In our hospital, a large number of patients are waiting for CT examination and CT cannot be routinely used for interventional pain therapies. So, we used US-guided and fluoroscopy-assisted posterior approach CPN for the treatment of abdominal pain in a patient with pancreatic cancer. This case confirmed the unique advantages of US guidance during interventional pain procedures. Firstly, US guidance has the advantage of unnecessary radiation exposure for the operators, not merely for patients with short life expectancy. Secondly, US machines are much more portable and cheaper compared to CT and MR devices. Thirdly, we used US guidance to visualize soft tissues, vessels and the kidneys to prevent renal injuries, avoiding the disadvantages of x-rays as a single imaging modality. The duration of the procedure was also reduced using our method. Finally, the most important advantage was transverse oblique scanning paralleling the 12th rib. This provided a large acoustic window without obstacle of the rib, allowing the needle to directly reach the T12 and L1 vertebral bodies. According to the distribution of 1 mL of the contrast dye, the needle was adjusted, and the tip affirmed with the assistance of fluoroscopy.

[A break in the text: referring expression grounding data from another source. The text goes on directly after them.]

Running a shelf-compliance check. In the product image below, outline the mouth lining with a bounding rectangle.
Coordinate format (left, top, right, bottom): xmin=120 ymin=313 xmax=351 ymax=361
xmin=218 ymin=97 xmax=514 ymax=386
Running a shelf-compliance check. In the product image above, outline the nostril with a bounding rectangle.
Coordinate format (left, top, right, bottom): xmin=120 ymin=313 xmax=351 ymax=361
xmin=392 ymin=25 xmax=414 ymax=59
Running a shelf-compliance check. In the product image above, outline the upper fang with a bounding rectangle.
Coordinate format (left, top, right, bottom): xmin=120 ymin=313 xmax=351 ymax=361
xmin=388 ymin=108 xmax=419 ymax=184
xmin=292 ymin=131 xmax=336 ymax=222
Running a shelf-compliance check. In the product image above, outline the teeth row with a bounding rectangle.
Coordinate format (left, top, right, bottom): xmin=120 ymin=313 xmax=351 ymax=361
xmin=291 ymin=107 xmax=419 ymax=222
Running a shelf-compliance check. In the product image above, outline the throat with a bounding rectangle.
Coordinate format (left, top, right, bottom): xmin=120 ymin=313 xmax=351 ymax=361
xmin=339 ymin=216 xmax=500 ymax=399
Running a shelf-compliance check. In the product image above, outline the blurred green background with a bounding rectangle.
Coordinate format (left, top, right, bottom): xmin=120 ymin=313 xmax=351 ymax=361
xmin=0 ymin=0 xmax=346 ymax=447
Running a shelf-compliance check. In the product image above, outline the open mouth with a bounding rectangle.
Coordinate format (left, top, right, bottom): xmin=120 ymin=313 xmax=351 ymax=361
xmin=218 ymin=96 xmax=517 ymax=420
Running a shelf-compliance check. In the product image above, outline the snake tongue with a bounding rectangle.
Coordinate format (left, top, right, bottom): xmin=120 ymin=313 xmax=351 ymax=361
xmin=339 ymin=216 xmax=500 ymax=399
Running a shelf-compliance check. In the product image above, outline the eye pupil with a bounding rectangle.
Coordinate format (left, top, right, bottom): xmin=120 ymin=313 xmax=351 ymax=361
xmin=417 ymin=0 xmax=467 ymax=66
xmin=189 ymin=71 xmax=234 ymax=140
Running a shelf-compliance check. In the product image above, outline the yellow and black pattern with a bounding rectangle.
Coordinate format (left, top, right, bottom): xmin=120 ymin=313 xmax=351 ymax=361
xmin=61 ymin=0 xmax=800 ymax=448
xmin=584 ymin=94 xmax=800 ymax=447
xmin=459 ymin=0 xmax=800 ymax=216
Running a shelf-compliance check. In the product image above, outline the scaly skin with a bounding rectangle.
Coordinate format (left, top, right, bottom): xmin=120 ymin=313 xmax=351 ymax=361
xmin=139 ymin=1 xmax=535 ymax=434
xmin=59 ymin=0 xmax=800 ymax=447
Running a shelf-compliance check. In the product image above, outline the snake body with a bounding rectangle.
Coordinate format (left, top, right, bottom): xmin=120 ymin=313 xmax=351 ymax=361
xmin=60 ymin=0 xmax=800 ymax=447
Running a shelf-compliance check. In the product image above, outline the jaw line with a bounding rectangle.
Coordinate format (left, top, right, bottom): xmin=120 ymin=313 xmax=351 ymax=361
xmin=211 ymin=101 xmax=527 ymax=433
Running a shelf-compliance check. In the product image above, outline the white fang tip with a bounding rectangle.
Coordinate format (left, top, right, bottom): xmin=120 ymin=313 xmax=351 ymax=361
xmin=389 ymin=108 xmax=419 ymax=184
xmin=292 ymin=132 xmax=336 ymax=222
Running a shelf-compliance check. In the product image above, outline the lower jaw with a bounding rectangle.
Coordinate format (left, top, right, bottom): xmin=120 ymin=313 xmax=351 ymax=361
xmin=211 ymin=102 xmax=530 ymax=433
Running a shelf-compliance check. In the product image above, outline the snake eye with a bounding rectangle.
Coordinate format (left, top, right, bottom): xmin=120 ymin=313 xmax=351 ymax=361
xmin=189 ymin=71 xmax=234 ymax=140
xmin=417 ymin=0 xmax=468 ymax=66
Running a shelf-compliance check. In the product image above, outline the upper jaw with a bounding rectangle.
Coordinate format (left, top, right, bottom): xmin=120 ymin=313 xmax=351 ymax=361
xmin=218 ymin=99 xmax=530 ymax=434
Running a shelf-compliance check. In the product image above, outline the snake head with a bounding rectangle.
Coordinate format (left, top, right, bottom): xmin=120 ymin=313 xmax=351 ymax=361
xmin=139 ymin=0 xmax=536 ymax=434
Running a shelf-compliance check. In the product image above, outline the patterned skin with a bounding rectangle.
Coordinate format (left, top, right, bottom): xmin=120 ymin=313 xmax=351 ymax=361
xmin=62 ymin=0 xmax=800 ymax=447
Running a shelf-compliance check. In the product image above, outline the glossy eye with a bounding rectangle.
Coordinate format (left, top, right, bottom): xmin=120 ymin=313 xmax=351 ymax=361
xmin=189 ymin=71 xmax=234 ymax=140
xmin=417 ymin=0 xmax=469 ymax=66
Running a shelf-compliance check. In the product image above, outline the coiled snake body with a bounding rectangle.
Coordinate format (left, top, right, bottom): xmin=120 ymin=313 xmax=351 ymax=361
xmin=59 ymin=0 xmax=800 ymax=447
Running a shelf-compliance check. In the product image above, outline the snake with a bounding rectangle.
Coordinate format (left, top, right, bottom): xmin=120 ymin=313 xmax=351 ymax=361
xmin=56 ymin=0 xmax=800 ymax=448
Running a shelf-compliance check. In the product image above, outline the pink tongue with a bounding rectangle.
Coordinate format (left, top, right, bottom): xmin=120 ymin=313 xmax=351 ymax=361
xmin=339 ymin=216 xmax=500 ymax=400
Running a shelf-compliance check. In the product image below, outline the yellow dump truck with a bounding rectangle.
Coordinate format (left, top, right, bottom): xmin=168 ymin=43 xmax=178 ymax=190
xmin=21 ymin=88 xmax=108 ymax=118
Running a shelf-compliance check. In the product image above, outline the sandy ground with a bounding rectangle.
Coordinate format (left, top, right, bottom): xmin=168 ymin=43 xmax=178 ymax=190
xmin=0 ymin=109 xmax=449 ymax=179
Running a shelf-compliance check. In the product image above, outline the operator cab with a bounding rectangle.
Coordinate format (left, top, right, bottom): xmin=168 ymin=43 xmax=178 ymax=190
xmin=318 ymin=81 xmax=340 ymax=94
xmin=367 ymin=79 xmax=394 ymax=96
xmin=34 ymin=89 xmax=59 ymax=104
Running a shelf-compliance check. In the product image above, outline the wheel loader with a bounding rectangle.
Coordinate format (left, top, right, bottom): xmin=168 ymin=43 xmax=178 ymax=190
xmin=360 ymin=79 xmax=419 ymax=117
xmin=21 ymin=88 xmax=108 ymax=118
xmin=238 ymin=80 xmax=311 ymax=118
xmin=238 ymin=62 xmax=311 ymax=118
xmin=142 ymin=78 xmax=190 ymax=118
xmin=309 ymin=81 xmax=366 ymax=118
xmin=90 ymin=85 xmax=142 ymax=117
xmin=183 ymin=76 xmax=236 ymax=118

Actually, intrathecal drug delivery ought to be another choice for cancer patients, however the patient was diagnosed with pancreatic cancer osseous metastasis and refused this treatment. US-guided and fluoroscopy-assisted posterior CPN was successfully achieved in this case. On the one hand, the US-guided posterior approach to CPN operation obtained successful real-time visibility of the vessels and kidney. On the other hand, the diffusion of the neurolytic agent was visible and confirmed through the aid of the C-arm. Despite these advances, the technology had some limitations. Firstly, the aorta and visceral arteries were not completely visualized during the US-guided posterior approach, thus bleeding cannot be completely avoided. Secondly, the technique requires a highly skilled and experienced operator along with the cooperation of the patient in the prone position.

Finally, this technique is indicated for pain associated with pancreatic cancer, especially beneficial for patients who have intolerable adverse effects of opioid therapy such as drowsiness, somnolence, confusion, delirium, dry mouth, anorexia, constipation, nausea, and vomiting, or have contraindications for EUS–guided and US-guided anterior CPN.

Conclusions

This US-guided and fluoroscopy-assisted posterior approach in CPN can provide a new option for patients with intractable abdominal pain as a key component of multidisciplinary management.

Funding

This project was supported by grants NO. Z181100001718222 from the clinical research project of the Beijing Municipal Science&Technology Commission (to Dr. Ma).

Disclosure

The authors declare no conflicts of interest for this work.